Breaking out of the megacorp media consumption habit
The concept of the "attention economy" isn't new - Jenny Odell wrote about it in 2019, in her book How To Do Nothing. I read this book when it first came out, and though it's not the finest piece of literature I've ever read, some of the core ideas stuck with me. Primarily, being mindful of what we consume - much of our digital life has been engineered to get us to keep scrolling, regardless of how we feel about it. Odell writes about sitting in the park near her house often enough, and without distraction, to learn the different bird songs and names of plants and flowers.
Similarly, Cal Newport wrote a book called Deep Work (2016), in which he emphasizes the necessity of learning how to focus. The development of this volitional muscle will enable you to "quickly master complicated information and produce better results in less time." Though that sounds good to me in theory, I don't like the underlying assumption that we need to learn how to be more productive. That feels like a pro-capitalist doomer mindset, which I want to stay extremely far away from.
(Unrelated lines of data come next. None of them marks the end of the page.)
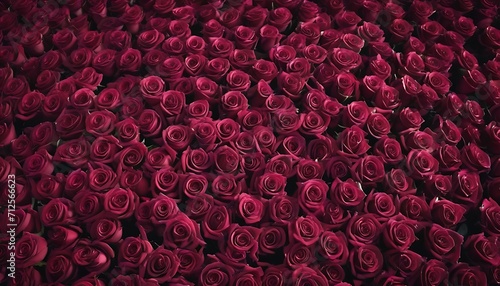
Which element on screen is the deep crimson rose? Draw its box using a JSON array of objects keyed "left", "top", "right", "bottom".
[
  {"left": 349, "top": 244, "right": 384, "bottom": 279},
  {"left": 15, "top": 232, "right": 48, "bottom": 268},
  {"left": 330, "top": 178, "right": 366, "bottom": 208},
  {"left": 425, "top": 224, "right": 464, "bottom": 263},
  {"left": 382, "top": 215, "right": 417, "bottom": 252},
  {"left": 346, "top": 213, "right": 382, "bottom": 247}
]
I also had the realization some time ago that I don't spend that much time on the internet just browsing anymore. It used to feel fun and exciting to get online, because there was so much out there, and it felt organic to explore. There also were some online communities I used to be a part of (shoutout diabloworld and various car forums) that had major impacts on my life, both online and in the real world. That slowly changed over the years, to the point where in the past decade or so, the websites I was visiting were limited to reddit, instagram, youtube, and a few news pages. Getting on the internet doesn't feel like it used to, now I'm mostly passively consuming rather than participating in communities or exploring.
Also, in writing this, I remembered that recurse has a webring so I'm gonna join that right after this is published.
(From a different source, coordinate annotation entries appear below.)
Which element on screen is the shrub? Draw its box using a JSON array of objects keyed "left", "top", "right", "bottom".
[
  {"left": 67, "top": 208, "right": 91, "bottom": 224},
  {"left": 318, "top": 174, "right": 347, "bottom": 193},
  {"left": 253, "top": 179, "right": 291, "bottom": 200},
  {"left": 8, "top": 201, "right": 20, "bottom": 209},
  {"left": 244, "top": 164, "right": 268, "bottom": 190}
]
Anyway, I've been thinking loosely about all of this over the years while slowly developing my own media consumption pipeline. The goal for me is to be selective about what appears in front of my face, with the intent of reading deeply rather than skimming a ton of articles every day. So here are a list of things that I like to use that help me escape the black hole of algorithmic mind control. I like a mix of curated emails, RSS reading, and completely open ended tools that let me explore. Email newsletters are nice because they are opt-in, and most only show up once a week.
Freeform:
- https://www.are.na/ - I don't use this enough, but when I have time it's a great way to click around and see what other people are collecting on the internet.
- If you need a place to start, now you have one: https://www.are.na/chia/poetic-web
- Storygraph - for bookworms. this replaces goodreads for me, it's quite excellent.
RSS:
- Readwise Reader - I love Readwise. It has an RSS feed and it also replaces my beloved Pocket (RIP) which I was using to bookmark and later read longform articles. I used to use Inoreader and Pocket separately, but Readwise is much better overall.
Newsletters
- The link by Ben Vander - links. mostly about tech related stuff. there's nothing else to it.
- web curios - an overwhelming stream of consciousness written by an English madman, but full of very cool and obscure links
- naive weekly - meditations on the slow and non-corporate internet. the author of this newsletter also published the Internet Phone Book which is an endearing collection of personal websites and other pieces of internet art.
- Tangle - independent news that tries to present both sides of any story they report on. it's actually pretty decent.